[Ursula by Honore de Balzac]@TWC D-Link book
Ursula

CHAPTER XXI
15/17

Madame de Portenduere the elder, after giving her house in Nemours to the Sisters of Charity for a free school, went to live at Rouvre, where La Bougival keeps the porter's lodge.

Cabirolle, the former conductor of the "Ducler," a man sixty years of age, has married La Bougival and the twelve hundred francs a year which she possesses besides the ample emoluments of her place.

Young Cabirolle is Monsieur de Portenduere's coachman.
If you happen to see in the Champs-Elysees one of those charming little low carriages called 'escargots,' lined with gray silk and trimmed with blue, and containing a pretty young woman whom you admire because her face is wreathed in innumerable fair curls, her eyes luminous as forget-me-nots and filled with love; if you see her bending slightly towards a fine young man, and, if you are, for a moment, conscious of envy--pause and reflect that this handsome couple, beloved of God, have paid their quota to the sorrows of life in times now past.
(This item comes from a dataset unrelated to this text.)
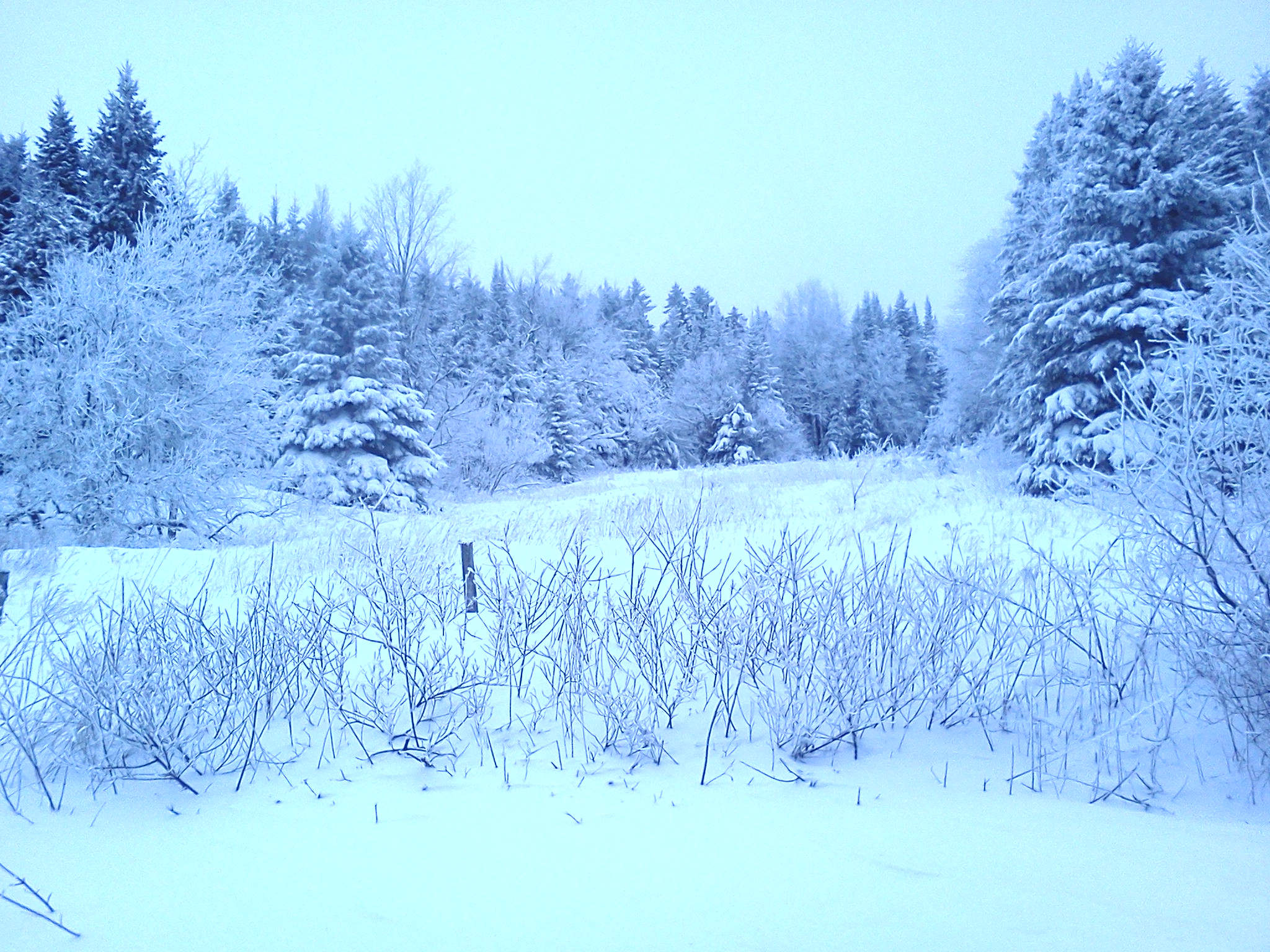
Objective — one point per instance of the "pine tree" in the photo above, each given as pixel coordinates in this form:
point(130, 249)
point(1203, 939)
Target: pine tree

These married lovers are the Vicomte de Portenduere and his wife.

There is not another such home in Paris as theirs.
"It is the sweetest happiness I have ever seen," said the Comtesse de l'Estorade, speaking of them lately.
Bless them, therefore, and be not envious; seek an Ursula for yourselves, a young girl brought up by three old men, and by the best of all mothers--adversity.
Goupil, who does service to everybody and is justly considered the wittiest man in Nemours, has won the esteem of the little town, but he is punished in his children, who are rickety and hydrocephalous.